The Beauty of Neapolitan Pizza at Settebello Marina del Rey
Learning the secrets of Neapolitan-style pizza at Settebello Marina del Rey
Los Angeles may not have a great pizza tradition, but Settebello Marina del Rey is proof that things have changed lately. We met with Kyle Munroe, pizza chef at the Marina del Rey location of the Settebello chain, to learn the secrets of the craft (and also grab a few slices). Here’s the video:
LA’s pizza scene has been described in three time periods. First, old-school pizzerias opened by Italian immigrants decades ago. Then, “gourmet” pizza places such as Spago or Pitfire, very creative in terms of toppings (maybe too creative?). Finally, third-wave pizzerias paying homage to the Neapolitan tradition: wood-burning ovens, quality ingredients, and consistent execution.
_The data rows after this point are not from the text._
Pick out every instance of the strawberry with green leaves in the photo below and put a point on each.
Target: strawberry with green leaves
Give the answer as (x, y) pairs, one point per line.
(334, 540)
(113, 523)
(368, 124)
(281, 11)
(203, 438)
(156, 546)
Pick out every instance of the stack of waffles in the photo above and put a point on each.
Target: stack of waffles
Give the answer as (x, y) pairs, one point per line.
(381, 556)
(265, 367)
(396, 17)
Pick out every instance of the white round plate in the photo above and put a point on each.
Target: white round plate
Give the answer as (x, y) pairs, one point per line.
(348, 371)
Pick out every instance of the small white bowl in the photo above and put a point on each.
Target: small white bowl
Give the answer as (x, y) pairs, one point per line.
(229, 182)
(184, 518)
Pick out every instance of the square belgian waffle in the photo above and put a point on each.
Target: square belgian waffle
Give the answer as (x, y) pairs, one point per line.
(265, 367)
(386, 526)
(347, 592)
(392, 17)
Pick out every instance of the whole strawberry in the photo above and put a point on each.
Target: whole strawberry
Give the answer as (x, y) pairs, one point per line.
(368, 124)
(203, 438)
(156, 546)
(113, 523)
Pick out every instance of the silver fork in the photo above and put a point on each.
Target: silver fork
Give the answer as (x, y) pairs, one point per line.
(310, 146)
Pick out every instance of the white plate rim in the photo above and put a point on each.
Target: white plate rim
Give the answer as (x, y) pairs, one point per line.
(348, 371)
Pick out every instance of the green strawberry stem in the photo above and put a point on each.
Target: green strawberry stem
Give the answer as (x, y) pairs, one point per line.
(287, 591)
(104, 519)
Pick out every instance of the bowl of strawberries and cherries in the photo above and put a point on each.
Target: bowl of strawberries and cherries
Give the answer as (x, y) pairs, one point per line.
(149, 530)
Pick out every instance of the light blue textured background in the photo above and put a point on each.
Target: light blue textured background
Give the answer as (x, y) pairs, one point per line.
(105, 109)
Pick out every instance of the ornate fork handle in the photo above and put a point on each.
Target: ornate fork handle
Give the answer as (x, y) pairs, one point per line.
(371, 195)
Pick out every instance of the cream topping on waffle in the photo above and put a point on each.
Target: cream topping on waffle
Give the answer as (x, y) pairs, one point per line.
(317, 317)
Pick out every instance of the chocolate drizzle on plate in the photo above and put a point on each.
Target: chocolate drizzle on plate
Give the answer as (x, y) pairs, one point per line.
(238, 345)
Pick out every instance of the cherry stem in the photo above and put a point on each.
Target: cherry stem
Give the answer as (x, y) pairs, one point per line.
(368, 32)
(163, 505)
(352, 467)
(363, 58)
“It’s all about making a beautiful final product with a few, basic ingredients.”
Some are even certified by the Associazione Verace Pizza Napoletana, an organization that preserves and promotes authentic, Neapolitan-style pizza around the world. Settebello Marina del Rey is one of them.
What’s in a Neapolitan style pizza anyway?
To receive this recognition, you have to keep things simple. As Kyle explains, “Neapolitan pizza reflects Italian cuisine as a whole. It’s about making a beautiful final product with a few, basic ingredients.” After all, only four things go into the dough: flour, water, salt, and yeast.
Well, it’s not so easy as it sounds. Kyle trained for almost a year at the first location of the Settebello chain, in Salt Lake City, UT. “Learning to make the dough and stretch the pizza properly takes time,” he says. “The standards for a certified Neapolitan pizza are strict and details are important.” And then, of course, you need a 900-degree wood-burning oven, and you need to know how to use it.
Finally, the quality of the ingredients is key. Settebello Marina del Rey, like the other certified pizzerias, uses only a certain brand of tipo 00 flour, all the way from Naples. Special cheeses, like fontina, taleggio, or carboncino, are imported as well. And the imported buffalo mozzarella is what makes the Margherita DOC stand out.